In the past few weeks I have learned many things about what returning to school may look like this fall. The most valuable thing I have learned is the fact that if we are feeling overwhelmed by the weight of this, there are many people in our communities who can and will help, whether it’s through providing resources, information or just encouragement. Even armed with all of the information we felt we needed to arrive at a decision, actually making the decision was still a difficult process riddled with second guesses. This leads me to the final part of our process, which was to be respectful of the choices made by other parents in our community and lean on them for support. Whether we decided on full time in person learning, e-learning, homeschooling, or we weren’t given any options at all, none of us were wrong. Some of the most valuable and reassuring conversations I have had about returning to school have been with the other parents in our district.

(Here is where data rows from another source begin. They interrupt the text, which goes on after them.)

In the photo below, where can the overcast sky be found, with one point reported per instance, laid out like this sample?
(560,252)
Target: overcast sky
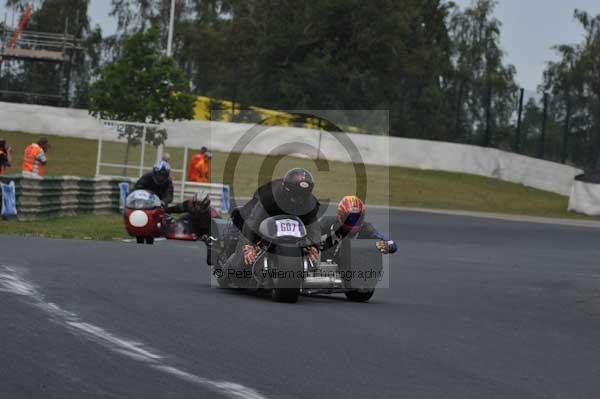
(529,29)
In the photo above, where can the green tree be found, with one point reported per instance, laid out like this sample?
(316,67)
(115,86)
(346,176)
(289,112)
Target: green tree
(574,82)
(479,73)
(141,85)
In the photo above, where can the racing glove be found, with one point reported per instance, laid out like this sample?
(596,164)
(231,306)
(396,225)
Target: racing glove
(313,254)
(249,254)
(386,247)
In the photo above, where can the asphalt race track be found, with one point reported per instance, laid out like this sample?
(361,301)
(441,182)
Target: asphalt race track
(476,308)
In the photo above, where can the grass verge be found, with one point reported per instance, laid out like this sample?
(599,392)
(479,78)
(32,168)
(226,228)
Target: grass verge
(388,186)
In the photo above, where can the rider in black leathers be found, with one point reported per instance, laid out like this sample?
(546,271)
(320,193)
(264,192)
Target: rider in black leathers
(197,213)
(158,181)
(291,195)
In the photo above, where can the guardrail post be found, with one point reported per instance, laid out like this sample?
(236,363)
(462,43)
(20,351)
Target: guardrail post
(143,152)
(98,158)
(184,172)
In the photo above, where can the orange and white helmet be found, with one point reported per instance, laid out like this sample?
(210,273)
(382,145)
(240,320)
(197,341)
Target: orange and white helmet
(351,213)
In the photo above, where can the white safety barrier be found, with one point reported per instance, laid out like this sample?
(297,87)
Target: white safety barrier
(375,150)
(585,198)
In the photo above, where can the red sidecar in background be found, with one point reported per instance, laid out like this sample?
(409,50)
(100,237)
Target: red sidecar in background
(144,216)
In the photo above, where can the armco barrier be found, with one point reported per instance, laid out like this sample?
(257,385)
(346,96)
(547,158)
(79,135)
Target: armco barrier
(67,195)
(376,150)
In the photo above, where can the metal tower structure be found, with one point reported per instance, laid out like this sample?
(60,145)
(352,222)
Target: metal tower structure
(18,44)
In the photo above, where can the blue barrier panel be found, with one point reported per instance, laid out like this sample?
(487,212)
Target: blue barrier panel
(225,200)
(124,192)
(9,202)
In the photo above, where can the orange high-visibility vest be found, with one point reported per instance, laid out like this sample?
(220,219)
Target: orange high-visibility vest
(30,161)
(1,167)
(193,170)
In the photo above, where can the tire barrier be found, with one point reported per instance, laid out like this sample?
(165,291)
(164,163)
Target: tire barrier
(37,198)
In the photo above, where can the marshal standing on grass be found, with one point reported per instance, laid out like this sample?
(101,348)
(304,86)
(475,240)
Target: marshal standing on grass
(34,158)
(5,156)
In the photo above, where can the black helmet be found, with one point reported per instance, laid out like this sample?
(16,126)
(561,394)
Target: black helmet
(161,172)
(299,183)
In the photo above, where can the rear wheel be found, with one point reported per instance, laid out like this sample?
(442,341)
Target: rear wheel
(359,295)
(286,295)
(221,278)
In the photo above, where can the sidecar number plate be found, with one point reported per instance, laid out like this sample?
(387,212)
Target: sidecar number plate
(288,228)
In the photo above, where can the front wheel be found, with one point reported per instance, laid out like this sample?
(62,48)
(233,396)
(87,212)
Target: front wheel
(359,295)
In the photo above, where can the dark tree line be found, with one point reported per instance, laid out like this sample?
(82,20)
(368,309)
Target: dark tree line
(438,68)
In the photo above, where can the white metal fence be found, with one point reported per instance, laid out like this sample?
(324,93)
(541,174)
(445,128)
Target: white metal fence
(117,134)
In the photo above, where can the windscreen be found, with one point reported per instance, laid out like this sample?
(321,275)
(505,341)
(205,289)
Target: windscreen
(142,199)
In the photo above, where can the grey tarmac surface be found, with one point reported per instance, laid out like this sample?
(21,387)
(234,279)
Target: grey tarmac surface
(477,308)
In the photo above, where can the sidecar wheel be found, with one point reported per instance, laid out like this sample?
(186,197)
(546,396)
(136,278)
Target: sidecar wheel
(359,296)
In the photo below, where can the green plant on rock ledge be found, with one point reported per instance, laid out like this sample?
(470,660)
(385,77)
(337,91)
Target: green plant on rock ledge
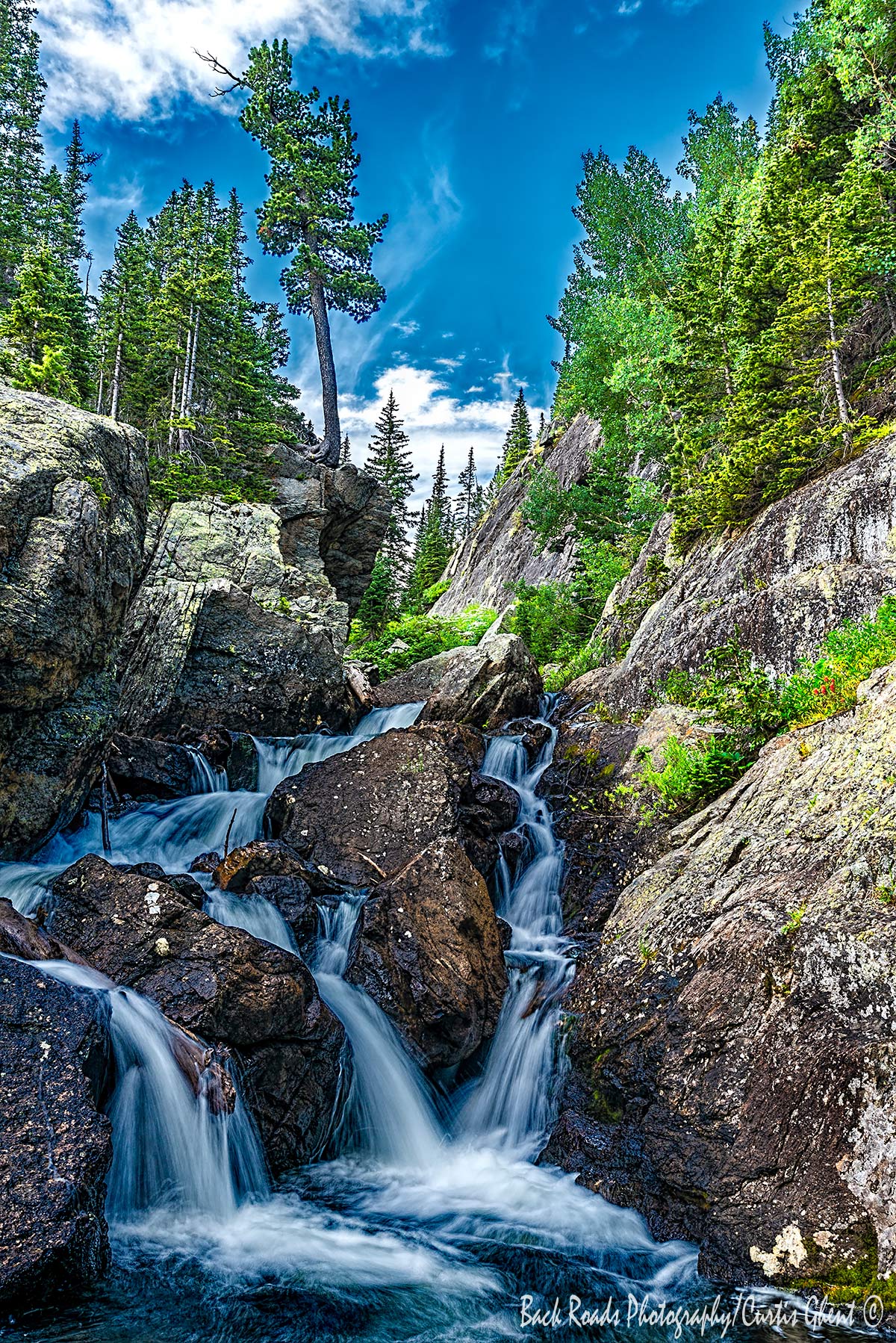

While we may not all have made the same choice, that doesn’t make us any less a team and I am hopeful that if everyone in our communities can continue to approach the upcoming year with a team mentality, realizing we all have the common goal of stopping the spread of COVID-19, and take the appropriate steps to work toward that goal, the first day of school next year will look more like it should. We’ll get another chance to take those group pictures with our friends, make that walk to school with our neighbors and likely have a renewed sense of appreciation for our ability to be surrounded by the people we love.